Die Musealisierung der Popkultur hat eine neue Stufe des Grauens erreicht: im Martin-Gropius-Bau drängeln sich derzeit die Besuchermassen um David-Bowie-Artefakte wie um die Gebeine der ägyptischen Pharaonen auf der Museumsinsel zwei Kilometer weiter östlich. Das bißchen Ruhm, das Bowie der Mauerstadt vor fast 40 Jahren hinterlassen hat, muss heute im Gewand biederer Messe-Kultur weiter glitzern: Perücken hinter Glas, Ziggy Stardust und der Thin White Duke als Puppentheater für schwitzende Wochenend-Touristen. Dazu die aufgekratze Berliner Promi-Blase auf dem Roten Teppich … In spätestens zwei Jahren, das ist klar, hat Bowie sein eigenes Musical am Potsdamer Platz, in direkter Nachfolge von Mama Mia, Udo Lindenberg und der Blue Man Group. Die Mythen-Verwertungs-Maschinerie kennt keine Gnade. So ist es nur konsequent, dass nach DDR-, Mauer-und Stasi-Museum nun endlich auch die alte Tante Westberlin als Ausstellungs-Thema entdeckt wird. Schon im nächsten Frühjahr, so leakt es aus den Hinterzimmern des Hauptstadt-Kulturfonts, soll das nächste große Spektakel eröffnet werden. Die Event-Agenturen pitchen sich gegenseitig an die Wand, um dabei zu sein. Was darf man erwarten? Als roter Faden ist die nachgebaute Kokain-Spur von Martin Kippenberger geplant, welche die Besucher durch die thematischen Installationsräume „Dschungel“, „SO36“, „Linientreu“ und „Blixa Bargelds Besenkammer“ führen soll. Außerdem wird das Original Spritzenbesteck von Christiane F. zu bestaunen sein; und Gunther von Hagens soll sich bereits die Rechte auf die Plastinate von Ben Becker und den Humpe-Schwestern gesichert haben. Die Zeit läuft.

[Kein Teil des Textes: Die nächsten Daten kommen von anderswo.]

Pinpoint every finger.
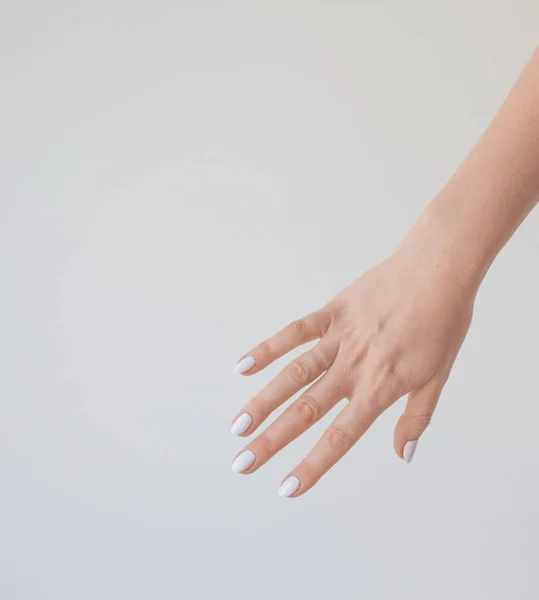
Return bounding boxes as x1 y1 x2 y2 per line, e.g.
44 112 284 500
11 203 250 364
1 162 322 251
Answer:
236 310 330 375
394 378 445 463
279 384 390 497
232 338 337 436
233 369 343 473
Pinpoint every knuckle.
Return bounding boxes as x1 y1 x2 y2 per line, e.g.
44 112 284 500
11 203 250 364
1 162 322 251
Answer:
256 433 273 456
289 359 310 383
327 427 353 452
288 319 307 338
293 396 320 425
311 344 331 371
252 393 271 419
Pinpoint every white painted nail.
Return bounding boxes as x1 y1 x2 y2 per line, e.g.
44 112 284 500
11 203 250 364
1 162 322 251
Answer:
236 356 256 374
404 440 417 463
230 413 253 435
279 475 299 498
232 450 256 473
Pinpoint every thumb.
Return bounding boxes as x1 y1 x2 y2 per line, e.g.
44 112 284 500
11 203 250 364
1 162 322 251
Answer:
394 378 445 463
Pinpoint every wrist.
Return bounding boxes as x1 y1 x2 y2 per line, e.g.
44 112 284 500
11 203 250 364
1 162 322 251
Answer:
394 190 490 294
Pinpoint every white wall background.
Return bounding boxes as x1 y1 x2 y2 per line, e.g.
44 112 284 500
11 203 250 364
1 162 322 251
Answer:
0 0 539 600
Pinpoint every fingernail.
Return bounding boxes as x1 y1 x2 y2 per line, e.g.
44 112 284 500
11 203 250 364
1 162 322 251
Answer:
279 475 299 498
230 413 253 435
232 450 256 473
236 356 256 374
403 440 417 463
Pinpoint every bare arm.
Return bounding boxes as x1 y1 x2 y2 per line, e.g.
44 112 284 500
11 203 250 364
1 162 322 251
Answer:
232 45 539 496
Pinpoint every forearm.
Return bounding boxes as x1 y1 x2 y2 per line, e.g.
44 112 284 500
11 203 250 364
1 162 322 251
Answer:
401 50 539 285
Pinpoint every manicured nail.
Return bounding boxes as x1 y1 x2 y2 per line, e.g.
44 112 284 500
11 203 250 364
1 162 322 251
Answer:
279 475 299 498
403 440 417 463
232 450 256 473
230 413 253 435
236 356 256 374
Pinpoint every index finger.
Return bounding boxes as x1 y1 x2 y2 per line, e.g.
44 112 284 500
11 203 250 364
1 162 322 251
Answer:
236 310 330 375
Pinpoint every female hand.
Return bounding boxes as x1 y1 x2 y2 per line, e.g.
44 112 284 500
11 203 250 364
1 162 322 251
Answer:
232 239 478 497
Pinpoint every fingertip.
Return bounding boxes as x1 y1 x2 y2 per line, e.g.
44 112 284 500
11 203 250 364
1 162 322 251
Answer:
235 354 256 375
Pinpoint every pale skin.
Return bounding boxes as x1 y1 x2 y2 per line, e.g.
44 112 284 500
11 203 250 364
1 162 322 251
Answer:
234 49 539 497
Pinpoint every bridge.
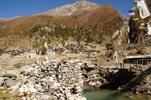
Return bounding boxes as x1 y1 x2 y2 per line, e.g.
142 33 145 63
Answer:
123 55 151 65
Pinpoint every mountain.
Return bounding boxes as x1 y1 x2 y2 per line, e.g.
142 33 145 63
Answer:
41 0 100 16
0 0 128 47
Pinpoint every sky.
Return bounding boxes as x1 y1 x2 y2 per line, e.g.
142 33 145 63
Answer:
0 0 134 18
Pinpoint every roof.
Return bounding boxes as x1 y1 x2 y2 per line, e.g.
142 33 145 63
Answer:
126 55 151 59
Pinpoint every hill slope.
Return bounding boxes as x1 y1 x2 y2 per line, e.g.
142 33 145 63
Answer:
0 1 128 47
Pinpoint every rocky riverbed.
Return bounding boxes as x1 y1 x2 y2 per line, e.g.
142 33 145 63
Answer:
0 61 86 100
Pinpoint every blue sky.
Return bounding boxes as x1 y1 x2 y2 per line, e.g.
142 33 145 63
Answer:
0 0 133 18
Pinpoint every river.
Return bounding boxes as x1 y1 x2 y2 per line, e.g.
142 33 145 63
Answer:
84 88 151 100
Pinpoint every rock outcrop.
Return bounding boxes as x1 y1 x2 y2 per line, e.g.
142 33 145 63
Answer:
0 61 86 100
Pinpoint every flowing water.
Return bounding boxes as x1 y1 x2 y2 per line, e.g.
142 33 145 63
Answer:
84 88 151 100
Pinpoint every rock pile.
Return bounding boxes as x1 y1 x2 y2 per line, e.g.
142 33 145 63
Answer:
0 61 86 100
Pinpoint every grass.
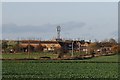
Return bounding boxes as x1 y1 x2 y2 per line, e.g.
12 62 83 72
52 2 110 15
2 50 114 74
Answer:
2 55 118 80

Und weiter geht es, immer weiter. Schließlich wollen die Bettenburgen gefüllt und die Rollkoffer-Zombies bespaßt werden. Natürlich gibt es auch schon Pläne für die große Millenniums-Nuller-Berlin-Retrospektive: Sven Marquardt himself wird eine Sonderausstellung zum Thema „Bass und Böller“ kuratieren, in deren Zentrum eine nachgebaute Berghain-Erlebnis-Toilette zum Verweilen und Fotografieren einlädt. Besitzer von VIP-Tickets dürfen sich von der Türsteher-Legende persönlich den Ausgang zeigen lassen und werden dabei von Wolfgang Tillmans fotografiert. Alle sind sie Helden. Für einen Tag. Frühstück inklusive.